While your father acknowledged your mother's hard work in raising you at your wedding, he never really apologized for the way he'd dragged her name through the mud. Is she at peace with it now?
She says she is. There wasn't one grand gesture. It happened in moments. For example, at my daughter Helena's first birthday when they were passing their granddaughter between them. From day one I wanted him to apologize for everything he'd put her through, on TV, but my dad wasn't someone who dealt with outward displays of emotion very well. My mother also gave herself the gift of forgiveness, and together they got a second chance becoming grandparents to my two children. We've been known to all eat Thanksgiving dinner together.
You didn't only find your father, you found your half brothers as well. Were they immediately accepting of you?
They were! My father used to talk about how he told them about me fifteen minutes before the press conference to announce that he had a daughter. My brothers joke that they were more upset about missing the press conference than anything else! I'm so fortunate that they instantly opened their hearts to me and expressed regret that we didn't grow up together. I now host Thanksgiving at my home with my three brothers and their families. It's a beautiful thing.
In hindsight, do you have any regrets about the way things played out? Is there anything you would have done differently?
I don't. Of course, I wish my father would have acknowledged me from start and helped my single mom who did everything on her own. But, I believe things happen for a reason. We both went through a lot and came out better for it, so there's no need to regret.
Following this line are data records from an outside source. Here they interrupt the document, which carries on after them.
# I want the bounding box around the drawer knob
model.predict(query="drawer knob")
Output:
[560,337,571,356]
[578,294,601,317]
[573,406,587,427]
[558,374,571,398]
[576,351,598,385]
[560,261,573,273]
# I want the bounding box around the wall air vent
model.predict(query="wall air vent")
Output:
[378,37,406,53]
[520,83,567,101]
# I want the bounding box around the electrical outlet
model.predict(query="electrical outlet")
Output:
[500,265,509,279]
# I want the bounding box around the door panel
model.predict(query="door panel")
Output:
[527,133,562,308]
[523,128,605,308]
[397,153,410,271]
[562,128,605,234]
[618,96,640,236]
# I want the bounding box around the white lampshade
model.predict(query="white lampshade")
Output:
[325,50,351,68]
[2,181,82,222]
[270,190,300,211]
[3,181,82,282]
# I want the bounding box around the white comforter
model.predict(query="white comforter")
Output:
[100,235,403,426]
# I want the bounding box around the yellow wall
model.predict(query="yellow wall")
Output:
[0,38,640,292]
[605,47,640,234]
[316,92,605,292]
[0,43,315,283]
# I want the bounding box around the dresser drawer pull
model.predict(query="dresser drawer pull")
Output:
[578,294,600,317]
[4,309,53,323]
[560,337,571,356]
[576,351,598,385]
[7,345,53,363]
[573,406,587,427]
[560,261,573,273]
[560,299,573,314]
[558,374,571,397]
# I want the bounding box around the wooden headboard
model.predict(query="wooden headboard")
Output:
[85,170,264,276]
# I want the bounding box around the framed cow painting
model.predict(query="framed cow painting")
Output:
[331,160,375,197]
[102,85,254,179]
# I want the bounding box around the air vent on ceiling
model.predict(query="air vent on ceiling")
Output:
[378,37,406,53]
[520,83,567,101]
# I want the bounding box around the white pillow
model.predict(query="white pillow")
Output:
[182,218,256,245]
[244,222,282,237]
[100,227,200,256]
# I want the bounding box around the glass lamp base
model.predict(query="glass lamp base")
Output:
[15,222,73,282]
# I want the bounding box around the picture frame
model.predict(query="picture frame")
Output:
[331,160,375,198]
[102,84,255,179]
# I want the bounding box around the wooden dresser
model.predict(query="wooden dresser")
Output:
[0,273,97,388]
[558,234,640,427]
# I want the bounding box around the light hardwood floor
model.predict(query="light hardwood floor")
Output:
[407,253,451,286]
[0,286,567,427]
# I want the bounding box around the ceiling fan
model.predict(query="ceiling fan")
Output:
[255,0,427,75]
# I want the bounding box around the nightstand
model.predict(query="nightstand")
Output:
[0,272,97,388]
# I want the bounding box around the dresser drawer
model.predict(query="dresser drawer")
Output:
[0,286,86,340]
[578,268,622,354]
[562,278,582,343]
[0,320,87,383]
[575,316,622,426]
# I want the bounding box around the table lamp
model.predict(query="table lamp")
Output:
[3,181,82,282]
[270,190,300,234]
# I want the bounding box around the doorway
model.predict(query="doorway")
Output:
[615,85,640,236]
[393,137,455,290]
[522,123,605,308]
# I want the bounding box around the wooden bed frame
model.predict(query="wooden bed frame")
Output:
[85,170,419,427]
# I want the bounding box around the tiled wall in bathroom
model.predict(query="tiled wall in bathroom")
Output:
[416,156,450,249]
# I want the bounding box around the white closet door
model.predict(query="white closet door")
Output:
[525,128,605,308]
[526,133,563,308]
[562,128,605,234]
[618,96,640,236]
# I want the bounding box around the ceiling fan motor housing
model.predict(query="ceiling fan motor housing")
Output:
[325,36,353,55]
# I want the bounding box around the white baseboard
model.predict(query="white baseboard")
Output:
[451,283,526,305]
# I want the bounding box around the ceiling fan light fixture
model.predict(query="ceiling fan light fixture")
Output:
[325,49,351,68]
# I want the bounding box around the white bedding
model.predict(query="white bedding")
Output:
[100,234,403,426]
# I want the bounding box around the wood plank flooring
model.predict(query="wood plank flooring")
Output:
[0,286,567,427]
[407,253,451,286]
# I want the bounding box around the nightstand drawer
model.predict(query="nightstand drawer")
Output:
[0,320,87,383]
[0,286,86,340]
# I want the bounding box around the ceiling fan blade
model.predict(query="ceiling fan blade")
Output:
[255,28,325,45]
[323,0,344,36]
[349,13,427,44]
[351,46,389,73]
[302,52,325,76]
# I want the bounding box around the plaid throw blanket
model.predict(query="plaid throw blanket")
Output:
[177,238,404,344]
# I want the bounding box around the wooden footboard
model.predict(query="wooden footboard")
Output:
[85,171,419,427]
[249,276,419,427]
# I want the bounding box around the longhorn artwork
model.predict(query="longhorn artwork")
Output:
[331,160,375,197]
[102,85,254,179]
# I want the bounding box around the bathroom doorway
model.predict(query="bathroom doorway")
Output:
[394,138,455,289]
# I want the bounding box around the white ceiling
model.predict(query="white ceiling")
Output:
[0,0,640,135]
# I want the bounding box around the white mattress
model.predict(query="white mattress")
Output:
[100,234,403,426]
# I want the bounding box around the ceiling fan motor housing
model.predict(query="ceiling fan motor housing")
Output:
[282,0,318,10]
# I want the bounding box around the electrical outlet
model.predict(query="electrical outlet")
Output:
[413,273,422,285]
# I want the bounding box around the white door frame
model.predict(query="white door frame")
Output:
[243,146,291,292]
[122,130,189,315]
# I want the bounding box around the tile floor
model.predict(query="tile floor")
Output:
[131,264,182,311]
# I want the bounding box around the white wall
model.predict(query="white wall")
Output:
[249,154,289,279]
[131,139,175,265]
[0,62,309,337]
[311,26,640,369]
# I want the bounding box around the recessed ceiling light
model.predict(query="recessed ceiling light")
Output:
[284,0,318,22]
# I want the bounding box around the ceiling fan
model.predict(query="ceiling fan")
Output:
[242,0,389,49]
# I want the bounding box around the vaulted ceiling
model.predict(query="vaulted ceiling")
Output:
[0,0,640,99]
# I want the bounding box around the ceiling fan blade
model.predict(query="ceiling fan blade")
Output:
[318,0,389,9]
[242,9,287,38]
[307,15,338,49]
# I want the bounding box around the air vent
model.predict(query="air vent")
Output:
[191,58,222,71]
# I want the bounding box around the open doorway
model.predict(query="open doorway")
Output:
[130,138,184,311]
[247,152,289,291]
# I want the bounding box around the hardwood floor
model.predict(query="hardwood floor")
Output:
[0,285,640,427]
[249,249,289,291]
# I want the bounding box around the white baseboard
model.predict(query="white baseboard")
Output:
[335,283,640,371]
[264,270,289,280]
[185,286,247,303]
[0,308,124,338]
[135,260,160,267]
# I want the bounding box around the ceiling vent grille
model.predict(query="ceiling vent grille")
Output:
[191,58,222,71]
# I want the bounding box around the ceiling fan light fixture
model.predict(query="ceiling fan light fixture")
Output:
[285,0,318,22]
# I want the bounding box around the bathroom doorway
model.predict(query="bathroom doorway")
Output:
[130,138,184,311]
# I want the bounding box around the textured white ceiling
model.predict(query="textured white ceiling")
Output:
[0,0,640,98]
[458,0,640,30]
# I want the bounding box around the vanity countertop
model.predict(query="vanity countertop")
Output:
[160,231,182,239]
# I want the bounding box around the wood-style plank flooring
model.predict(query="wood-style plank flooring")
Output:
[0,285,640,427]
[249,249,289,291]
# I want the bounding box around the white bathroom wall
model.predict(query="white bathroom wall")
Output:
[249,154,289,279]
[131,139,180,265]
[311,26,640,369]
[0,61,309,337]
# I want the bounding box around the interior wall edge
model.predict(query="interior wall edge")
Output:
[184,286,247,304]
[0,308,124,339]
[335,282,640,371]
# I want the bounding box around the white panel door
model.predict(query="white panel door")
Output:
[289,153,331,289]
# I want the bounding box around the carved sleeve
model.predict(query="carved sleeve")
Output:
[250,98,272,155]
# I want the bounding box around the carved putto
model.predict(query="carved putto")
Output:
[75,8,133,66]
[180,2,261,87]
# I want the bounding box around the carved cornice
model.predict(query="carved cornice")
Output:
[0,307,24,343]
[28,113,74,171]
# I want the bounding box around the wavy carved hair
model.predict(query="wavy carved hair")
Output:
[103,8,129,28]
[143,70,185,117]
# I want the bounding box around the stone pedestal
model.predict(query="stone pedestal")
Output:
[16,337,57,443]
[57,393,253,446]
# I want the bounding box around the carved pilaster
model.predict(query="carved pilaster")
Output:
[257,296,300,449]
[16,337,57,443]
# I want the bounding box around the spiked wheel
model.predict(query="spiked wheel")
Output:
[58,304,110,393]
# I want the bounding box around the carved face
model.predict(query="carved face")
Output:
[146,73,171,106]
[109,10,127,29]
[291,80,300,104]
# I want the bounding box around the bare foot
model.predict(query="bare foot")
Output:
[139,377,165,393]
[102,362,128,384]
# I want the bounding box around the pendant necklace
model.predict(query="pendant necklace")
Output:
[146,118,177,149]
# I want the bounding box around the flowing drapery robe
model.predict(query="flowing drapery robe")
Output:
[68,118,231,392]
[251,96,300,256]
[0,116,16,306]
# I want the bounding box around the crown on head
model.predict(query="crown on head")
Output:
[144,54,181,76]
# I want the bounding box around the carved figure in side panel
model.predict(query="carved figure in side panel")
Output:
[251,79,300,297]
I am giving a portion of the proceeds from book sales to Dress for Success--the funds will go to help struggling single moms, like my own.
You're happily married with two beautiful children and a successful career. What's next for you? Will there be any more books?
I love what I'm doing! I feel blessed every day to tell stories. I wrote Finding Dad with the hope that it would help others who grew up without a father in their lives. I have no immediate plans for another book, but when there's another great story to tell, I wouldn't say no!